Но оказалось, что молодой человек – актер саратовского ТЮЗа Олег Янковский (в то время театр находился во Львове на гастролях). И он уже давно был на примете басовского второго режиссера Джанет Тамбиевой и ассистента по актерам Натальи Терпсихоровой, приезжавшей незадолго до этой встречи в ресторане в Саратов для подбора актеров. Янковского тогда на съемку привел приятель, актер того же театра. И, вернувшись в Москву, Басов обнаружил фотографии "неизвестного интеллектуала" в своей картотеке. Последовал стремительный вызов на "Мосфильм". И уже потом Олега Янковского, приехавшего на пробы в столицу с огромным пустым чемоданом для покупок – заказов, которые Янковскому сделали его друзья и близкие (все-таки Москва – есть что купить!), – Басов привел домой показать Титовой и теперь уже по-настоящему познакомиться: "Вот он, твой Генрих!" И после выхода фильма на экраны страны до этого практически никому не известный провинциальный актер обрел поистине сумасшедшую популярность наравне с исполнителем главной роли Белова-Вайса Станиславом Любшиным.

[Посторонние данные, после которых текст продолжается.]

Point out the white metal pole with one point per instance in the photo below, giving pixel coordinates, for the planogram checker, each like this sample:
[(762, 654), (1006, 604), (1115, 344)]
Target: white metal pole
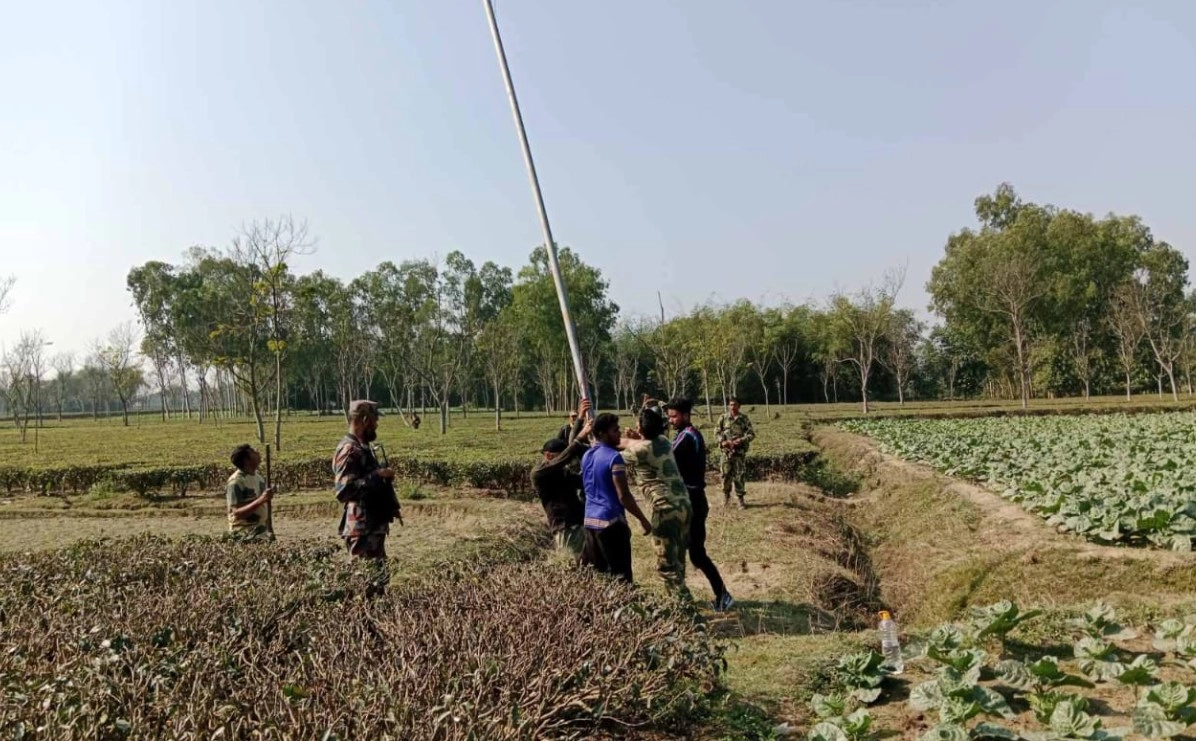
[(562, 294)]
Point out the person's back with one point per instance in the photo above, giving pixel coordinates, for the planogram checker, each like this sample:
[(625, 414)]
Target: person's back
[(653, 467)]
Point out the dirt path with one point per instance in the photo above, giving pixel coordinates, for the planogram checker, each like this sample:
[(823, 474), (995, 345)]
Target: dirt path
[(1004, 525)]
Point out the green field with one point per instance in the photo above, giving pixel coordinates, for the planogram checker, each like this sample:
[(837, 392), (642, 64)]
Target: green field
[(807, 567), (1111, 478)]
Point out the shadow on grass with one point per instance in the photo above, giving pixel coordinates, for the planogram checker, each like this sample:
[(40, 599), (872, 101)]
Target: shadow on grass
[(742, 720)]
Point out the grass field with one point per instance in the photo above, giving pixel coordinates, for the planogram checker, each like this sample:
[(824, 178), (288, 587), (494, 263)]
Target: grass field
[(807, 569)]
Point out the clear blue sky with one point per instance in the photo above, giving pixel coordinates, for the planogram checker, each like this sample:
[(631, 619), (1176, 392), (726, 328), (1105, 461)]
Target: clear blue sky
[(766, 149)]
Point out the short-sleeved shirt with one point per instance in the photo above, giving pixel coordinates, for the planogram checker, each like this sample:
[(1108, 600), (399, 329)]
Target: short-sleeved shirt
[(598, 469), (358, 487), (651, 464), (244, 488)]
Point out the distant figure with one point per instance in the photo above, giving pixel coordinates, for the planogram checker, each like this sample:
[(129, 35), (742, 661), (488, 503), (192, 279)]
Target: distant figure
[(689, 449), (651, 464), (566, 432), (609, 498), (734, 433), (364, 488), (248, 498)]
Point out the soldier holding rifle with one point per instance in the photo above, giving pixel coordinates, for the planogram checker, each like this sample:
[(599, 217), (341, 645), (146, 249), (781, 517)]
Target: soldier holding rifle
[(365, 488)]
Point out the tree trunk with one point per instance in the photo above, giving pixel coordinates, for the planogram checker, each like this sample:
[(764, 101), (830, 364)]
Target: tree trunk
[(1023, 377), (278, 402)]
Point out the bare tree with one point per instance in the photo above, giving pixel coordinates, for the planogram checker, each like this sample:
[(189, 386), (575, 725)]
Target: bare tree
[(6, 285), (862, 322), (119, 362), (501, 365), (1160, 306), (25, 369), (1123, 323), (63, 375), (269, 246)]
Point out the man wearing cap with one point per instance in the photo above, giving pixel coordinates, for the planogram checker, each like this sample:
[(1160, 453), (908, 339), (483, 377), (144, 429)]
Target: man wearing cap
[(559, 485), (567, 430), (362, 487), (689, 449)]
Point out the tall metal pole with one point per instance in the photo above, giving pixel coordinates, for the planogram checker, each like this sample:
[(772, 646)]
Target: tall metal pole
[(562, 293)]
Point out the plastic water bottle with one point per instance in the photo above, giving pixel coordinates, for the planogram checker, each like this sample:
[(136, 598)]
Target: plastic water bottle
[(889, 644)]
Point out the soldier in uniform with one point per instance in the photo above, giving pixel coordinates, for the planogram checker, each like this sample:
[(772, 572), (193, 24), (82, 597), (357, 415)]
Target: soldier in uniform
[(559, 485), (651, 465), (248, 498), (364, 488), (734, 434)]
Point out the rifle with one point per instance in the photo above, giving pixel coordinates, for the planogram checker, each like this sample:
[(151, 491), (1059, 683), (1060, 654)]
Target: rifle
[(269, 506), (394, 508)]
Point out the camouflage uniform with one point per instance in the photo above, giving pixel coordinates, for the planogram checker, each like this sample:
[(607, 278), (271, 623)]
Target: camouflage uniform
[(361, 490), (732, 467), (652, 466), (242, 489)]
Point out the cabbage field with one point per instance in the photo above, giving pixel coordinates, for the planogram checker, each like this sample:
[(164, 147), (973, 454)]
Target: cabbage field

Басов открыл для отечественного кинематографа Ролана Быкова и Юрия Катина-Ярцева, сыгравших эпизодические, но яркие роли в его фильме "Школа мужества" (соответственно – реалист и эсер).
Впервые зрители крупным планом увидели романтически прекрасные лица Олега Видова и Георгия Мартынюка тоже у Басова – в его знаменитой "Метели". Это позднее один стал "Всадником без головы", по которому вздыхали кинопоклонницы всех возрастов во всех регионах Советского Союза, а другой – всенародным Палпалычем из телевизионного сериала "Следствие ведут знатоки".
Но Басов не только открывал – помогал, поддерживал, учил и порою "спасал" своих коллег. После того как кинодраматурги Дунский и Фрид, осужденные по нелепому навету в участии в подготовке покушения на Сталина и немало лет отсидевшие в лагерях ГУЛАГа, вернулись в Москву, в родной ВГИК и им разрешили-таки написать дипломную работу – сценарий фильма "Случай на шахте № 8", поставить ее взялся именно Владимир Басов. Взялся из солидарности, желая поддержать напрасно пострадавших коллег, с которыми впоследствии подружился. Взялся и потому, что увидел в сценарии тот срез времени, те характеры, что делали его актуальным. Дунский и Фрид вспоминали, что с удовольствием брали у Басова "уроки ремесла" – сидели с ним в монтажной, глядя, как он "собирает" фильм, пропадали там в басовском режиме – с утра до вечера. И если поначалу, приступая к совместной работе с ним над картиной, они еще "чувствовали себя едва ли не дилетантами в кино", то к моменту выхода фильма на широкий экран обрели, по их словам, не только практические навыки, но и уверенность в профессии.
Рассказывали, что однажды Басов, сыграв маленькую роль в короткометражном фильме начинающего ленинградского режиссера, сел вместе с ним просматривать отснятый материал. И потом, уже по просьбе дебютанта отсмотрев весь черновой вариант картины, заволновался – фильм не складывался. Было очевидно, что молодой режиссер не обделен талантом и знаниями, но не хватало опыта, кинематографической практики. Это чувствовал и сам режиссер. И тогда Басов еще на три дня остался в Ленинграде и просидел с пригласившим его режиссером в монтажной до тех пор, пока картина в конце концов не обрела законченность и ясность формы.